I am trying to write a code that has a for loop inside which an array is broken into chunks, sent to multiple processors, and FFT is performed on those chunks. Without using garbage collection GC.gc()
command at the end of each iteration, however, memory usage keeps increasing eventually causing the computer to crash. On the other hand, garbage collection is causing a slow down by a factor of more than 10. This is prohibitively expensive for the project I am working on.

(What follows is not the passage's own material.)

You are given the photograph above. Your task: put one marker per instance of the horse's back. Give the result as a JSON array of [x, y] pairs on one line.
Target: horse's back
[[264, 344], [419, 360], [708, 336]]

To reproduce the issue, I wrote a simple example as follows:
using Distributed
addprocs(2)
x_in = rand(100, 100)
@everywhere workers() begin
using FFTW
const fft_plan = plan_fft!(ComplexF64.($x_in))
function update_y(y_in)
for i in 1:100
y_in .= fft_plan * y_in
end
return y_in
end
end
function test(x)
for t in 1:1000
@show t
@everywhere workers() begin
y = ComplexF64.(copy($x))
y .= update_y(y)
# GC.gc()
end
end
return nothing
end
@time test(x_in)
On my laptop (julia 1.10.4, Ubuntu 22, i5 processor), it takes about 8 seconds to run this code. If I uncomment GC.gc()
line, it takes about 132 seconds.
I have been trying to find a way to permanently allocate memory for the FFT operation but I do not understand how I may do that. Even with the in-place FFT plan, memory keeps blowing up.
I would really appreciate any help. Thank you so much.